Coding Period (Week 6 + Week 7)
Continuing on my previous blog, which covered the project report for first half of the coding period, in this blog post I’ll cover the work that I did in week 6 & 7 and how there was a sudden change in the plan of action.
I had completed my first evaluations and was ready for a heavy 2nd half ahead 💪.
After successfully implementing the TF-IDF + K-Means model, the results weren’t that good since the distribution of items into clusters was very uneven, and simply re-ranking the items won’t make sense.
So we had decided to use LDA to reduce the dimensions of the dataset along with CountVectorizer, to replace TF-IDF.
At the end of week 5, we were thinking of using 200 topics for LDA and were also confused regarding the library (Gensim vs Sci-Kit Learn) and also had to integrate the CountVectorizer + LDA model with K-Means.
Week 6 was all about testing LDA models (Gensim and Sci-Kit Learn) by changing the hyperparameters and trying to integrate them with the K-Means model.
The Gensim model had the following problems:
- Multi-Thread Processing is often used to freeze my laptop and cmd.
- Repeated words for even lower topics.
- Poor recommendations
So we just stuck to Sci-Kit Learn for LDA and integrated it with K-Means. One more issue was the “number of topics”. Out intuition suggested that we should use around 100 to 200 topics but the model had repetitive values even for 50 –60 topics. So we decided to test it mathematically.
The Log-Likelihood values of topics from 5 to 50 are as follows:
Since 10 topics had the highest score, we decided to move forward with it.
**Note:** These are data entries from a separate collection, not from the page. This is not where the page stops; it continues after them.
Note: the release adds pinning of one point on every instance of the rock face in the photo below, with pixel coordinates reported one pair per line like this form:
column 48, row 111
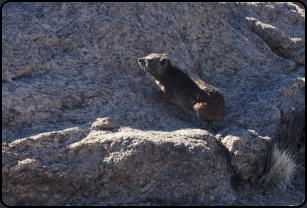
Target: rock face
column 79, row 125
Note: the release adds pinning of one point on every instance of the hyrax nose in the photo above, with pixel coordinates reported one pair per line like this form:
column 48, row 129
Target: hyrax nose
column 140, row 60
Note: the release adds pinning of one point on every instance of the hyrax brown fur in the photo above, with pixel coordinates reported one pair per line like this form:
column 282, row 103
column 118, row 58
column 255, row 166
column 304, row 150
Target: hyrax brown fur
column 191, row 93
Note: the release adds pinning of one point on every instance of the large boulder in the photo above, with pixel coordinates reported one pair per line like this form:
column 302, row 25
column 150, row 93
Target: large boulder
column 79, row 125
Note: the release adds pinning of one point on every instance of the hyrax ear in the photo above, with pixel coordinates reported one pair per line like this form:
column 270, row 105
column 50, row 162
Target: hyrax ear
column 166, row 54
column 163, row 61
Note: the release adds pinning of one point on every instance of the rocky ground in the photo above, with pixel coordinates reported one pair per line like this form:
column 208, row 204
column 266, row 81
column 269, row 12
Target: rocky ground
column 79, row 125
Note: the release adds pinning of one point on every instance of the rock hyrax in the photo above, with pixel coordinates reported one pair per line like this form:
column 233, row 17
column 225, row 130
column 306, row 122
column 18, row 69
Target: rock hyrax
column 191, row 93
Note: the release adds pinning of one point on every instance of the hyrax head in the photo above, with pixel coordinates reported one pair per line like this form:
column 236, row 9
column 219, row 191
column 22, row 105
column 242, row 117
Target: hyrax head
column 155, row 64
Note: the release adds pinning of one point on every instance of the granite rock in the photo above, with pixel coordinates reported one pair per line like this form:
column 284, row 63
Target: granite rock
column 79, row 125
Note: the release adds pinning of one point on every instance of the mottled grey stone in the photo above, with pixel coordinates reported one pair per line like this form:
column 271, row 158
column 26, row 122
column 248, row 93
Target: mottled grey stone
column 79, row 126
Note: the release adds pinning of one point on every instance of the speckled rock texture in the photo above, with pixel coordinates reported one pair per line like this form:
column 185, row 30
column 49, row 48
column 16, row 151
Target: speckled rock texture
column 79, row 126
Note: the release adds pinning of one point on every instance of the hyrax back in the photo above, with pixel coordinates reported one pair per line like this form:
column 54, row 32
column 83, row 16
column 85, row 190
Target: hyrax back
column 191, row 93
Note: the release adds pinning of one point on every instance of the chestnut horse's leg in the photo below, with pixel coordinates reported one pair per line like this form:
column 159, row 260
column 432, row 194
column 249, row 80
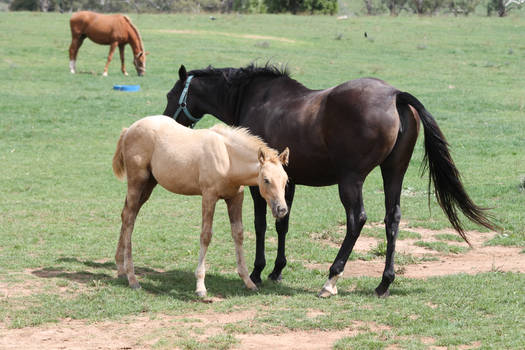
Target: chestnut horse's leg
column 351, row 194
column 393, row 170
column 122, row 65
column 235, row 214
column 208, row 209
column 76, row 42
column 112, row 48
column 281, row 225
column 139, row 191
column 259, row 205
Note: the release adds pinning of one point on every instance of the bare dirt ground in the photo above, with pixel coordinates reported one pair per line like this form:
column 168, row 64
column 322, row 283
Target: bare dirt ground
column 144, row 332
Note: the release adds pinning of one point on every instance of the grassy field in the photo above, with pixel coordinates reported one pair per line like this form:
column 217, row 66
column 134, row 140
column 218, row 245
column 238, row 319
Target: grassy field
column 60, row 206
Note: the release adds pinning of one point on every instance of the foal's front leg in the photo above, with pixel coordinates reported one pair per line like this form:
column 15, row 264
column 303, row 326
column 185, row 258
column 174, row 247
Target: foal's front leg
column 208, row 209
column 235, row 213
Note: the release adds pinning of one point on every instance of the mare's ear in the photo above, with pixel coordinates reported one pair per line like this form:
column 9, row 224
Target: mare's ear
column 261, row 155
column 284, row 156
column 182, row 73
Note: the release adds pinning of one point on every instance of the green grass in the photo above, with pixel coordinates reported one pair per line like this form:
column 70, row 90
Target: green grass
column 60, row 206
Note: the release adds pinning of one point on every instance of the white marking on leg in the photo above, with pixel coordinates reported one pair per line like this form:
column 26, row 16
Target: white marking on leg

I also made some minor changes in the cleaning module as well.
- Combined the name and description to create a single dictionary.
- Changed the name from “Untitled” to “ ”.
- Removed Unicode characters of the form “\r\n”, “\u1001”, etc.
My majority of the week went into integrating the LDA model with the K-Means model and not only the results were impressive, but also the distribution after K-Means clustering became much better when compared to the TF-IDF + K-Means model.
Note: You can check the code for the diagrams that I have used here.
The next step was to go forward with the 2nd layer of the model which initially was re-ranking based on stars and views, but this still won’t be able to recommend similar circuits because the number of items in a cluster is still a lot.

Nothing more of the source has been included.